15. August 2010 Rico Gebhardt

LINKE gründet Wirtschaftsforum

Am Freitag und Sonnabend trafen sich in Zwenkau bei Leipzig VertreterInnen der LINKEN in Sachsen und aus Wirtschaft und Politik, um die wirtschaftspolitischen Konzepte und alternativen Projekte der sächsischen LINKEN zu diskutieren. Im Ergebnis der Konferenz gründeten sie das Wirtschaftsforum der LINKEN in Sachsen.

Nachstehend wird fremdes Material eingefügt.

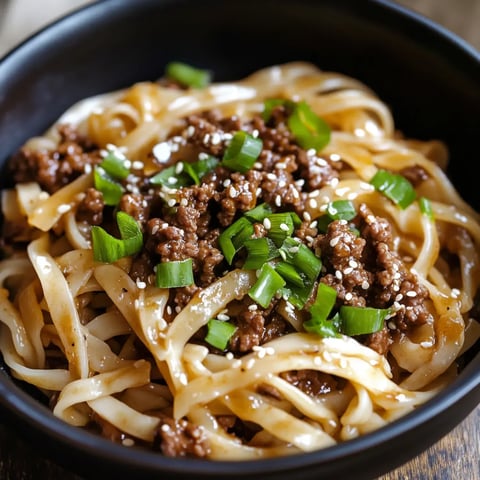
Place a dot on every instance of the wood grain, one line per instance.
(456, 456)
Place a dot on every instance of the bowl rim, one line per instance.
(26, 408)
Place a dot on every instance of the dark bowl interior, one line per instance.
(426, 75)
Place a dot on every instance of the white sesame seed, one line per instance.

Der Vorsitzende der sächsichen LINKEN, Rico Gebhardt, sieht darin ein „Novum in der Geschichte der LINKEN in Sachsen, eingeschlossen vormalige PDS und WASG“. In seiner Rede vor den Teilnehmern dieses Landesforums Alternative Wirtschaftspolitik betonte Gebhardt:
„Wenn wir einen sozial-ökologischen Umbau wollen, dann betrifft dieser alle Bereiche von Arbeits- und Lebensweisen und verlangt eine breite Beteiligung und umfassende Demokratisierung. Erforderlich sind eine breite gesellschaftliche Debatte und eine entsprechende Gesetzgebung über marktwirtschaftlich-kompatible Regularien für den geplanten sozial-ökologischen Umbau.

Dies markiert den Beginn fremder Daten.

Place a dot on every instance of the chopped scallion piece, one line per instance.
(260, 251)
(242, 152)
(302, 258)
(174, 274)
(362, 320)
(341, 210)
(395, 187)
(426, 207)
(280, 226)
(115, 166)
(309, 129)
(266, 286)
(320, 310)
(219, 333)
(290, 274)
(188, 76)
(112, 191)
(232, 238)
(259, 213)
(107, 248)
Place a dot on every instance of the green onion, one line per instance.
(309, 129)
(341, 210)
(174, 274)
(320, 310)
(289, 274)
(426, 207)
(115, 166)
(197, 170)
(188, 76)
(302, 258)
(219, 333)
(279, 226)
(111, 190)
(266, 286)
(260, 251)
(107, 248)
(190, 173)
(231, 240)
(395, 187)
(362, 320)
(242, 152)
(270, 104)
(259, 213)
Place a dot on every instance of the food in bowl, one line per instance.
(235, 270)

In diesem Prozess muss DIE LINKE ihre wirtschaftspolitische Kompetenz erstreiten. Dazu sind durch die LINKE Vorschläge für einen besseren sozialen Zusammenhalt, für die Umweltvorsorge und die Nachhaltigkeit der Wirtschaft stärker in die Öffentlichkeit zu rücken, d. h. wir müssen Politik wieder vor die Ökonomie setzen. Dafür sind „Bündnismöglichkeiten“ zu suchen.“

Als unerlässlich sieht Gebhardt an, die „Auseinandersetzung um die soziale und ökologische Vorbildwirkung des Freistaates, öffentlicher Unternehmen und der Kommunen auf eine breite politische Basis“ zu stellen. Als Pilotprojekt sieht er ein sozial-ökologisches Vergabegesetz an, das „gemeinsam mit der SPD, Bündnis 90/Die Grünen sowie Gewerkschaften und Umweltverbände entwickeln und durchzusetzen“ ist.

Die Teilnehmerinnen und Teilnehmer des Landesforums werden die Arbeit in drei ständigen Arbeitsgruppen zu Fragen der nachhaltigen Landesentwicklung, des Verhältnisses von Land und Kommunen in Sachsen sowie zu Möglichkeiten aktiver Arbeitsmarktpolitik fortsetzen. Als erste Projekte sollen dabei ein eigenständiges Energiepolitik-Konzept sowie eine konkretes Teilprojekt für ein Programm 100.000 Arbeitsplätze für Sachsen entstehen.